Kaholee Refit | October 2, 2007

I got back in the swing of things today and attacked a number of odds and ends on board, mostly related to plumbing and electrical systems.

I began in the cockpit, where I wired up and installed the shore power receptacle in the previously-cut hole.  I also installed the plug for the Standard Horizon RAM mike (remote microphone) for the VHF.  On the other side of the cockpit, I installed the city water inlet, and also temporarily (without sealant) installed the engine controls.


Next, I turned to addressing some additional equipment and installations that the owner and I determined were necessary during the recent visit.  Allen wanted a cockpit shower arrangement, as well as a salt water washdown for the decks, and had originally provided me, in with the boat gear that came along with the boat, a plastic shower arrangement, like the ones you see on RVs or on a lot of small powerboats.  Unfortunately, we couldn't use this device since it would not have been appropriate to use in a seagoing cockpit, as it was made of inexpensive plastic and contained large openings inside the enclosure that would have allowed water into the boat. 

So we searched for another solution without much success; I found a decent-looking shower box in a catalog, but it had been discontinued and was unavailable.  Eventually, at Allen's suggestion (he's in the IT business), I purchased a plastic project box from Radio Shack that would be the right size for a custom enclosure.  I planned to use the box as a mold to build a fiberglass box that would be watertight and strong enough for use in the cockpit well.  The box was just the right size to contain a low-profile faucet that Allen purchased specifically for this purpose.

To begin this project, I first located and laid out for the cutout in the cockpit well.  I chose a location a bit forward of the city water connection on the starboard side, and allowed for a 1" flange on the new shower box so that the top of the flange, when installed, would be at the same height as the adjacent city water connection.  Using a metal plate that came as part of the project box as a template, I marked the location of the cutout, and then added 1/2" to each dimension (1/4" on each side) for clearance to accommodate the additional thickness of the new fiberglass box.  After protecting the edges with masking tape, I cut out the opening.

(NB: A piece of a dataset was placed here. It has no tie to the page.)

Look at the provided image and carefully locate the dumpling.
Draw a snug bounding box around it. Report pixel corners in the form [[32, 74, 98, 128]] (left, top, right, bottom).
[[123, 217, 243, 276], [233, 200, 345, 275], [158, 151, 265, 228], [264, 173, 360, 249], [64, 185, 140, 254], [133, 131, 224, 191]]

Note also that this opening provides good access to the back side of the city water connection so that I can connect the hose easily; otherwise, I would have put the hose on the back side before installing it.

Next, I prepared the project box as a mold for the new fiberglass box.  I hot-glued the box upside down to a piece of scrap plywood with a smooth surface, and then coated everything in a few coats of paste wax to act as mold release.  I was particularly vigilent in waxing the wooden surface.  Then, I fiberglassed over the top of the box and onto the plywood, creating an overwide flange that I'd later trim to the desired 1" size.  I used several layers of material, beginning with a layer of 10 oz. cloth over the box and then two layers of 15 oz. biaxial material on all surfaces.  I laminated additional material over some of the corners and seams as necessary, as well as on the back side of the flange. 

I called it quits at this point, figuring I had enough material to allow the part to be strong enough on its own if (when) it pre-released from the mold, but I planned to add more material later as needed to ensure a stiff and strong part.

This looks like a mess, because there's a lot of excess resin around the edges that I squeegeed off the part, and I let the fiberglass run wild on all four sides of the flange for later trimming.


In a related project, I installed a new saltwater washdown pump in the starboard cockpit locker, and ran wires back to the panel location for eventual connection.  The pump came with the wrong hose barb, so I ordered the correct ones.

To wrap up the day, I installed a final interior light in the head--Allen purchased this extra light during his visit, since we were one short--and ran a pair of wires to the port saloon bulkhead, where the cabin heater was soon to be installed; the wires are required to power the circulation fan of the unit.  I think this wrapped up the basic wiring runs on the boat, other than some electronics wiring and the heavier wires required for the anchor windless.